Mood can be successfully reflected in the way the melody is harmonized and what scale or mode is used, a process that still lies in the pitch department. Such fine-tuning of words and phrases is not necessary in writing wordless music, but mood certainly is; so the basic elements of melody, harmony, rhythm and form remain the tools of the trade, with tempo and dynamics thoughtfully keeping them company. All this text consideration happens in my process before a note is sounded by mind, voice or keyboard.

One more consideration: Will the setting include accompaniment or is it meant for a cappella singing?

Then come the notes themselves, placed within a form: is the text in one section or more? If the answer is more, which sections will be in contrast to the initial one? How will they vary? by key or mode? by style? by meter change? The choices are endless.

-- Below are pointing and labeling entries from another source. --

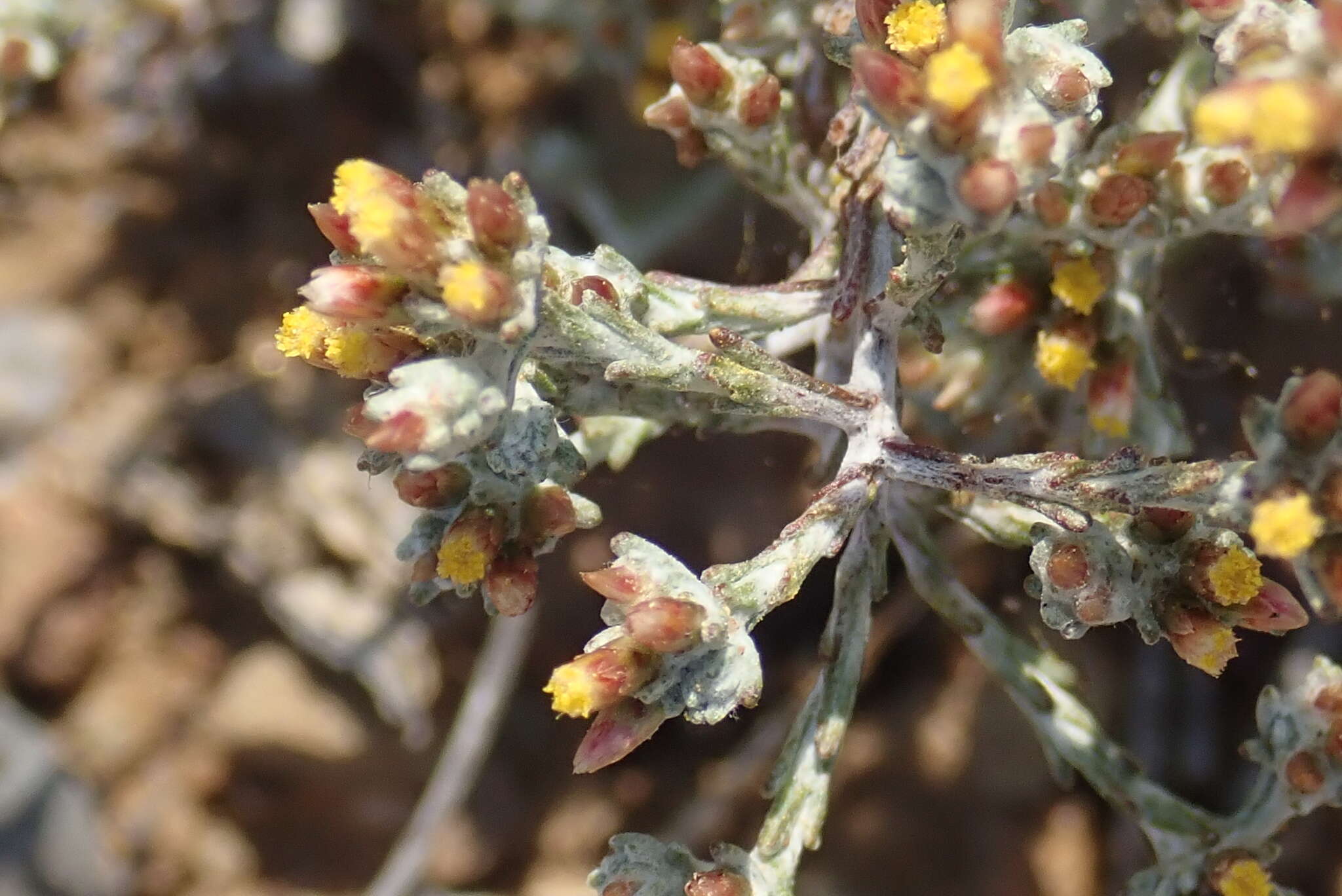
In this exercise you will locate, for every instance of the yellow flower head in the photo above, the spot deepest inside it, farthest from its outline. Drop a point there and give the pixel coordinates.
(1244, 878)
(914, 29)
(1284, 526)
(1235, 577)
(1062, 360)
(1078, 285)
(302, 334)
(957, 78)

So it’s time to concoct a melodic idea, a theme if the text is lengthy, a motif if short, the choice of key made – subject to change as the melody develops in the mind. Again, I let the text tell me how best to arrange the pitches, what sounds are most appropriate to range, vocality and mood of the words, where the highs and lows should be, and what form the melody will take. Bar lines and meter signatures usually can wait till the melody is secure, though sometimes a bit of harmonizing may force me to change my mind about a few notes of melody, so long as the word emphasis is not minimized.

Harmonization follows, once the decision is made as to whether melody, harmony, or rhythm – or some pair of these – is the most important element of the music. In the unison American folk tune, Three Blind Mice, melody and rhythm dominate. One would be hard put to harmonize every note, and doing so would be a corruption of the text and tune and slow down an appropriate tempo. The chords would be simple, made of triads that would not detract; most of these built on the first, fifth, and fourth tones of the scale; in other words, on tonic, dominant and subdominant. They could occur mostly on the first and third beats in the first half of the 4/4 melody, perhaps three times in the later measures. In such a short tune, change of key wouldn’t be an option, nor would ornamentation.

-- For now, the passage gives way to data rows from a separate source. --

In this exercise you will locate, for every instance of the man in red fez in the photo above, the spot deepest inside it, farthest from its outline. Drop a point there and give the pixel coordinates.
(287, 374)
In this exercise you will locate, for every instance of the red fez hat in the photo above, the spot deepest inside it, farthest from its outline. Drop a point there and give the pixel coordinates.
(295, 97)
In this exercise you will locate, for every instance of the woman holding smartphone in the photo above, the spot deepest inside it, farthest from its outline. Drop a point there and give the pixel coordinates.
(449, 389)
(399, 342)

One discipline I use is to write simply a unison bass line to assure economy and good two-part counterpoint between the outer voices, melody and bass note. The fewer inner notes the better after that.

A Bach-harmonized chorale, however, like the Passion Chorale O Sacred Head Now Wounded, from the Baroque period, illustrates how effective a full four-part harmonization can be at the hands of a master. Because the tempo is slower, the style stately, there is room for many passing tones and suspensions, particularly in the inner voices. Every section of the choir has an interesting part to sing. The result is a richness that expresses magnificently the style and mood of the tune and text.

A simpler harmonization but an exquisite one in a more contemporary style can be seen in Durufle’s The Lord’s Prayer (Theodore Presser, 1978). The Brahms motet in five parts, Create in Me a Clean Heart, O God (G. Schrimer, 1931 – now Hal Leonard) is another gem, this one from the Romantic period.

The examples above are written for unaccompanied singing, but one would not think of Mozart’s soprano solo Laudate Dominum from his Vespers being sung without accompaniment by either an orchestra or keyboard. Whatever style is used, the aim is not to overwhelm the vocal line with a texture of notes too thick.

I prefer to get the notes and rhythms down in the vocal parts in some sort of formal structure before I decide on the exact tempi and dynamics. I need the whole in front of me before I have a sense of what the dynamics, tempi, and other editing indications should be. That’s simply what has worked for me, but others may choose to put final the editing instructions when they compose the notes.

I would suggest following David Ahlstrom’s advice, whatever style of music you wish to write. Find excellent pieces in that style and study their scores to see what the composers did that made those pieces work. As Alice Parker says, composition’s purpose is not primarily putting notes on a page and calling it finished when the last note is written, but to create a work that can be translated into beautiful and effective sound by performers who transmit your notes is such a way that listeners are engaged and transformed.